Richard Biener of SUSE published a new status report on the state of GCC 16 development. Regression fixing has been going slow but they are hoping to publish a release candidate by mid-April.
Richard shared in today’s GCC 16 status report:
“We’re now nearly two months into Stage 4 of the development of GCC 16, making slow progress towards reducing the number of regressions, in particular P1 classified regressions to zero.
While there are only 14 P1 classified regressions there are another 14 unclassified (P3) regressions would be introduced by GCC 16, and 28 P4 classified of similar kind, meaning for not release critical languages or targets – you might want to prioritize those as to make GCC 16 not worse than GCC 15 for users.
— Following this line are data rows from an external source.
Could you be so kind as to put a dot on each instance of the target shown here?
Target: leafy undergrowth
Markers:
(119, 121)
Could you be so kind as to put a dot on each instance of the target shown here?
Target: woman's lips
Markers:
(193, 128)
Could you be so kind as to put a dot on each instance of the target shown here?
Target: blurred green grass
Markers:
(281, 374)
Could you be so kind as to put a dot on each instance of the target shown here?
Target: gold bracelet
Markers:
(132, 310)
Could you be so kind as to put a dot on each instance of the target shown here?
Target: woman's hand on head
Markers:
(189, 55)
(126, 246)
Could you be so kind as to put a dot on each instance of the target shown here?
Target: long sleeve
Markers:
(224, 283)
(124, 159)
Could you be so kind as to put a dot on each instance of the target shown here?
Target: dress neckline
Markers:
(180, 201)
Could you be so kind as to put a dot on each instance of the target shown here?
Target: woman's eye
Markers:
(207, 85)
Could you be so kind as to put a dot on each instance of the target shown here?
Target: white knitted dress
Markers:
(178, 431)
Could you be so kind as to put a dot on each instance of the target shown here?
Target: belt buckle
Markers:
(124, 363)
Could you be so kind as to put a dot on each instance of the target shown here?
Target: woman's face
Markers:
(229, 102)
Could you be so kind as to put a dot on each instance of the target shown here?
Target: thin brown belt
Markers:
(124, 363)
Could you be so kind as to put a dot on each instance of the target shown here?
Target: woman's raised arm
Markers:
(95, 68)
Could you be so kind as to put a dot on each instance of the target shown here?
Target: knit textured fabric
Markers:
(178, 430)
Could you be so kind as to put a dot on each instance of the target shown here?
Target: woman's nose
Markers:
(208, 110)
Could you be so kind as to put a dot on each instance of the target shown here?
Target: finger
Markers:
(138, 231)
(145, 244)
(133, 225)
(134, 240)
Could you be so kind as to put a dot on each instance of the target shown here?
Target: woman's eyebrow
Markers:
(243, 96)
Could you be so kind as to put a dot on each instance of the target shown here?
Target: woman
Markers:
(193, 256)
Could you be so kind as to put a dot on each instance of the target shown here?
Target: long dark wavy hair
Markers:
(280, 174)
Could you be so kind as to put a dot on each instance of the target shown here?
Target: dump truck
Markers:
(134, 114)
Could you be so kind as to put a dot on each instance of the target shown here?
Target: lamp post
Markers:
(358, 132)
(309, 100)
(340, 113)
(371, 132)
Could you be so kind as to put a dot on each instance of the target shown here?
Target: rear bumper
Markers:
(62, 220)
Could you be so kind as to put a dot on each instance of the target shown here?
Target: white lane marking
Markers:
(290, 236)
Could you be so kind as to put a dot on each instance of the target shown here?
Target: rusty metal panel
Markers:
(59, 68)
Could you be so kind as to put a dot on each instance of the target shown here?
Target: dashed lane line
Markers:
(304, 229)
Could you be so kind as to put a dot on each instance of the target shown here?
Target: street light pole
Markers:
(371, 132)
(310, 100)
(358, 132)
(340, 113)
Historically we expect a RC of GCC 16 to materialize around mid April.”
It’s that P1 regression count currently at 14 that they try to zero out for release time by either fixing them or demoting them to a lower priority regression. As of writing there are 586 P2 regressions and 190 P3 regressions.
GCC 16 brings many changes including the Algol 68 programming language front-end, C++20 standard by default, AMD Zen 6 “znver6” initial support, support for using the Picolibc embedded C library, AVX10.2 and APX support is ready for Intel Nova Lake, various performance optimizations, Intel Wildcat Lake targeting support, a higher default LTO partition count to deal with today’s higher core count processors, function multi-versioning on ARM64 is no longer experimental, and many other changes throughout this dominant open-source compiler stack.